Closed. This question needs debugging details. It is not currently accepting answers.

---

Want to improve this question? Update the question so it's on-topic for Stack Overflow.

Closed 5 years ago.

Improve this question

I am trying to write two functions that will check/prevent overflow in c (using only ! ~ | & ^ +) but cant get it. The first is will a certain twos compliment/signed int will fit in a certatin amount of bits: fitsB(int x, int n) where is the int and n is the size of bits to use. Also a function that will check to see if two ints will not overflow when added together: overflowInt(int x, int y). I can get it if they are unsigned ints but the negatives just make things harder for me. Anyone know how to?

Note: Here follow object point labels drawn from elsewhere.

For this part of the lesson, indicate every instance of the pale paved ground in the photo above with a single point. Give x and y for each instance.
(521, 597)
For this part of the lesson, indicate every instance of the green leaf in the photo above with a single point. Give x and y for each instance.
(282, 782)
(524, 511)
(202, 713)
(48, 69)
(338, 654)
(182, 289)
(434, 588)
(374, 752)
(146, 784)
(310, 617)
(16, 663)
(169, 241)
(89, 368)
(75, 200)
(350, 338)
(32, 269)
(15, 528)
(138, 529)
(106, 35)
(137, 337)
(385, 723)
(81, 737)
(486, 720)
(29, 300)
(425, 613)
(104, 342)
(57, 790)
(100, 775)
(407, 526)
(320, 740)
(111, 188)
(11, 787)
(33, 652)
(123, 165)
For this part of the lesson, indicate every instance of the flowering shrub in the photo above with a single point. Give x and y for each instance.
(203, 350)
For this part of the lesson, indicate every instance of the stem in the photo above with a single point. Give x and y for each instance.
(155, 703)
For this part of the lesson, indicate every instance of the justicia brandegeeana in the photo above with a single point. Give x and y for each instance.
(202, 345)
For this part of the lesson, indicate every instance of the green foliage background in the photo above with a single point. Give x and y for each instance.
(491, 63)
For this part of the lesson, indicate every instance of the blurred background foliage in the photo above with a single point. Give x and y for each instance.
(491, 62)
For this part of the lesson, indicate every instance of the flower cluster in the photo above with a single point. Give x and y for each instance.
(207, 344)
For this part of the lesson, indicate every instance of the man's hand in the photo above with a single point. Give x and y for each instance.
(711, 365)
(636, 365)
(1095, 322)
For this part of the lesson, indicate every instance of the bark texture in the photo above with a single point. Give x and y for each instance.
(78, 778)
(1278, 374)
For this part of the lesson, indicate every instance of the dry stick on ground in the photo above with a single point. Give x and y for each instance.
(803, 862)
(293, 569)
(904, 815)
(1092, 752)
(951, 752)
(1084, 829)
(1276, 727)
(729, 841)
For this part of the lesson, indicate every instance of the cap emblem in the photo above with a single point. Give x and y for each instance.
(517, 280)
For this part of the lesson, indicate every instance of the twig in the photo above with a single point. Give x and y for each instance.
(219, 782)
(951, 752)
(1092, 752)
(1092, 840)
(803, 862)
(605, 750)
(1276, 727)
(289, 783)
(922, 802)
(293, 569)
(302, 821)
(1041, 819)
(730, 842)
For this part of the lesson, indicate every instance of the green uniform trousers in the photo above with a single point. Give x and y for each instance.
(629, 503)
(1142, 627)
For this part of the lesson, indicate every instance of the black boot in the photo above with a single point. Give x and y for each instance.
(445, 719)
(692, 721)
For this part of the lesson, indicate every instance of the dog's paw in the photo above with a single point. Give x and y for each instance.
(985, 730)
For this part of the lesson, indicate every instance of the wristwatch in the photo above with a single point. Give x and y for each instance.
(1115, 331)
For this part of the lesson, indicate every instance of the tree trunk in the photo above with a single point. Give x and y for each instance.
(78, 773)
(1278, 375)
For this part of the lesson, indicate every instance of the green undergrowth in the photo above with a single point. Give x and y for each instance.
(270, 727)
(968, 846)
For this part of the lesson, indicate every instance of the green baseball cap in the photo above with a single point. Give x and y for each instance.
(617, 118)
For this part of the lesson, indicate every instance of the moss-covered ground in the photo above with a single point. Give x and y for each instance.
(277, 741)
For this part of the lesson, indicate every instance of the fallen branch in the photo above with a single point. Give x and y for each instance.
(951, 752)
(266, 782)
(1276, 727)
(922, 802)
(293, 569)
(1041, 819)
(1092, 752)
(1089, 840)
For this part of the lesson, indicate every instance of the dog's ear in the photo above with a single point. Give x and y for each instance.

There also is no casting and ints are always 32 bit

Answer 1

/* 
 * addOK - Determine if can compute x+y without overflow
 *   Example: addOK(0x80000000,0x80000000) = 0,
 *            addOK(0x80000000,0x70000000) = 1, 
 *   Legal ops: ! ~ & ^ | + << >>
 *   Max ops: 20
 *   Rating: 3
 */
 int addOK(int x, int y) {
  // Find the sign bit in each word
  //if a and b have different signs, you cannot get overflow.
  //if they are the same, check that a is different from c and b is different from c, 
  // if they are the same, then there was no overflow.
  int z=x+y;
  int a=x>>31;
  int b=y>>31;
  int c=z>>31;
  return !!(a^b)|(!(a^c)&!(b^c));
}

Answer 2

x will fit in n bits if x < 2^(n-1).

The overflow question needs more information. Two ints will not overflow if you assign them to a long (or a double).

Answer 3

Using the above example (Adam Shiemke), you can find the maximum (positive) value and minimum value (negative) to get the range for n number of bits. 2^(n-1) (from Adam's example) and minus one for the maximum/positive number which can be represented in the n bits. For the minimum value, negate 2^(n-1) to get the minimum value x => -(2^(n-1)); (Note the >= not > for the minimum range). For example, for n = 4 bits, 2^(4-1) - 1 = 2^3 -1 = 7 so x <= 7 and x >= -8 = (-(2^(4-1)).

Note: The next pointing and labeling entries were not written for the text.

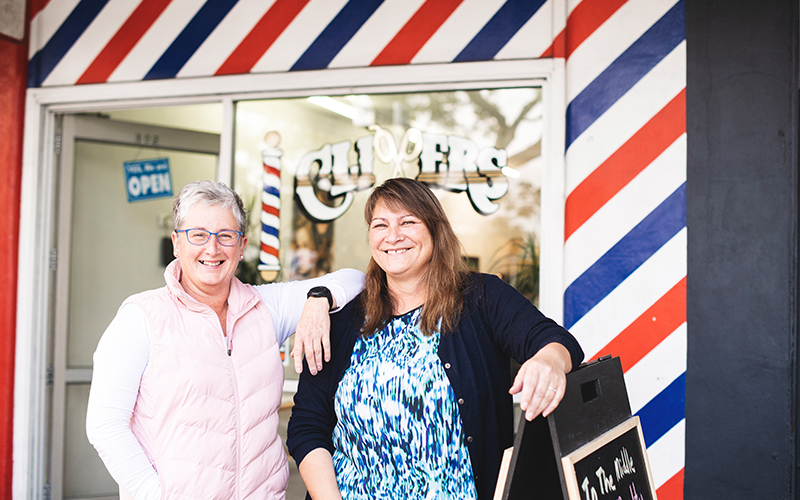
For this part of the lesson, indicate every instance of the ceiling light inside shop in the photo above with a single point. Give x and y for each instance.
(337, 107)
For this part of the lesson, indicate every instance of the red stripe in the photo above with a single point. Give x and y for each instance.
(261, 37)
(649, 329)
(672, 489)
(416, 32)
(586, 18)
(37, 6)
(270, 210)
(626, 163)
(123, 41)
(269, 250)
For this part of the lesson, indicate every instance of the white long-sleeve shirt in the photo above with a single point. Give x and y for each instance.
(122, 358)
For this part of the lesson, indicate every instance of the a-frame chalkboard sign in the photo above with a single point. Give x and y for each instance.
(590, 448)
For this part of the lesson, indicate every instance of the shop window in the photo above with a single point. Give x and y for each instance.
(478, 149)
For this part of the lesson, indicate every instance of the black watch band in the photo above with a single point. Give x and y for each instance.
(321, 291)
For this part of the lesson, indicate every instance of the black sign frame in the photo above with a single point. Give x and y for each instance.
(605, 468)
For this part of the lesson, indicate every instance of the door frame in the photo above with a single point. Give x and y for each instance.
(38, 209)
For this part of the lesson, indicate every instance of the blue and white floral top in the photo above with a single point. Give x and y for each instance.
(399, 430)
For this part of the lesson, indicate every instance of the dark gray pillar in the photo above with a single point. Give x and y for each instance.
(742, 219)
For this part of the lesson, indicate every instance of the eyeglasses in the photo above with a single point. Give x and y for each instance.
(226, 237)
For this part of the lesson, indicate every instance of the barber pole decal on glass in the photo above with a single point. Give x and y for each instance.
(271, 204)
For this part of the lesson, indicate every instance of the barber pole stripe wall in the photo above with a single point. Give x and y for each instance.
(95, 41)
(625, 211)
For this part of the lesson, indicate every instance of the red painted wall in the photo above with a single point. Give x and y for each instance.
(13, 82)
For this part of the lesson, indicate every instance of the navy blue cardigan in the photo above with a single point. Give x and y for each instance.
(497, 323)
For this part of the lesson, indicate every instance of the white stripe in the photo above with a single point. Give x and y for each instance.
(376, 33)
(270, 220)
(610, 40)
(655, 277)
(271, 200)
(457, 31)
(668, 454)
(46, 22)
(156, 40)
(626, 116)
(97, 35)
(269, 260)
(270, 240)
(632, 204)
(533, 38)
(228, 34)
(299, 35)
(572, 4)
(659, 368)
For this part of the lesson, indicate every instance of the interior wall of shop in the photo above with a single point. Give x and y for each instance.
(13, 78)
(742, 219)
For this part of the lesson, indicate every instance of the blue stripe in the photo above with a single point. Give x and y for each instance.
(499, 30)
(664, 411)
(625, 257)
(269, 230)
(43, 62)
(626, 71)
(336, 35)
(272, 190)
(190, 39)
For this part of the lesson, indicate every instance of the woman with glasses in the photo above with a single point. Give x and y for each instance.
(188, 378)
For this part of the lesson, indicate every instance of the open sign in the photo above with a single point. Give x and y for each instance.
(148, 179)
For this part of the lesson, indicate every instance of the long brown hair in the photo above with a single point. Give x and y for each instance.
(446, 274)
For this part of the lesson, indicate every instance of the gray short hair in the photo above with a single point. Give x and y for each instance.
(210, 193)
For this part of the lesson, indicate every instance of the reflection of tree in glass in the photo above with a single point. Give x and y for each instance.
(517, 262)
(446, 109)
(498, 116)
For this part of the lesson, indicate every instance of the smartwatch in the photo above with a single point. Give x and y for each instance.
(321, 291)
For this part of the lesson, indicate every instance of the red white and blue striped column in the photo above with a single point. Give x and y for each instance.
(625, 211)
(271, 205)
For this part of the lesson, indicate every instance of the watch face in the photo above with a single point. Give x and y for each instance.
(321, 291)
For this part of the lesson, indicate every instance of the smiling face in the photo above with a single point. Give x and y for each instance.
(207, 270)
(401, 245)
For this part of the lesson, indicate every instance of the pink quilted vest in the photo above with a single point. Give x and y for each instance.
(209, 421)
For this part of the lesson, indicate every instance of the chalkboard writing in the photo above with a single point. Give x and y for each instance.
(612, 467)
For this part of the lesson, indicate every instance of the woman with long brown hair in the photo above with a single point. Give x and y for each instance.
(417, 400)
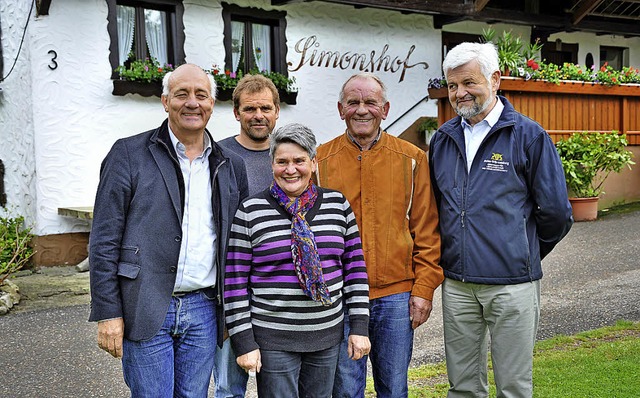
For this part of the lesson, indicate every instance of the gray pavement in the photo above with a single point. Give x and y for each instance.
(48, 348)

This assumes the initial input does not overflow a 32 bit quanity (Hopefully an error occurs in that condition) and the number of bits you are using is less then 32 (as you are adding 1 for the negative range and if you have 32 bits, it will overflow, see below for an explanation).

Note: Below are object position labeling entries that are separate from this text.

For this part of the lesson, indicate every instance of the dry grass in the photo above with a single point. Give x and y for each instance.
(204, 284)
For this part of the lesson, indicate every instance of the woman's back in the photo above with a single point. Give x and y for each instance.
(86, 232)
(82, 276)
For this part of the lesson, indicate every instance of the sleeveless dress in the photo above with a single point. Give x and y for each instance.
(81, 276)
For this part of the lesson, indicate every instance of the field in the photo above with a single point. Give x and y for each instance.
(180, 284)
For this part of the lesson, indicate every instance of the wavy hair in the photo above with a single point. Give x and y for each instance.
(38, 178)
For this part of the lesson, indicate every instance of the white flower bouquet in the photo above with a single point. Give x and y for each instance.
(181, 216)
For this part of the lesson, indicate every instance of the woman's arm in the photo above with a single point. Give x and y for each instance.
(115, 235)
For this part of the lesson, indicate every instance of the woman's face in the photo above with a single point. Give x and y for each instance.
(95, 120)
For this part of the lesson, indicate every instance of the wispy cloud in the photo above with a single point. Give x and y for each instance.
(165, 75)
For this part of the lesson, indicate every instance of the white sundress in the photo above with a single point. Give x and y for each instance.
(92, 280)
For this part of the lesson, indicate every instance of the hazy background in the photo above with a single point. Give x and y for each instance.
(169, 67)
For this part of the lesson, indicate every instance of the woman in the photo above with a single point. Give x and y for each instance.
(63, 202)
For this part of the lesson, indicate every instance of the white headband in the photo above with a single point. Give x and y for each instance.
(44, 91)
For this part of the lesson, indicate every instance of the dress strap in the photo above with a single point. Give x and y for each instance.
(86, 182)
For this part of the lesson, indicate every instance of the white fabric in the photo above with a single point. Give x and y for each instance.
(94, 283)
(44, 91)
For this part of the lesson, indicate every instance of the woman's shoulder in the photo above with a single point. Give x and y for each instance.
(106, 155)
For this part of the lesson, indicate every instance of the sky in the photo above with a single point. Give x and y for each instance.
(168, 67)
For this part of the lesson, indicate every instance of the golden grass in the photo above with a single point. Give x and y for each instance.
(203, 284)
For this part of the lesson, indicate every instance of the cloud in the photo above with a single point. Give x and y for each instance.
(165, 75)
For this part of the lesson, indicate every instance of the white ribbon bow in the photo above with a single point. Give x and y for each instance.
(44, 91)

To determine if addition will overflow, if you have the maximum value, the x + y <= maximum value. By using algebra, we can get y <= maximum value - x. You can then compare the passed in value for y and if it does not meet the condition, the addition will overflow. For example if x is the maximumn value, then y <= 0, so y must be less then or equal to zero or the addition will overflow.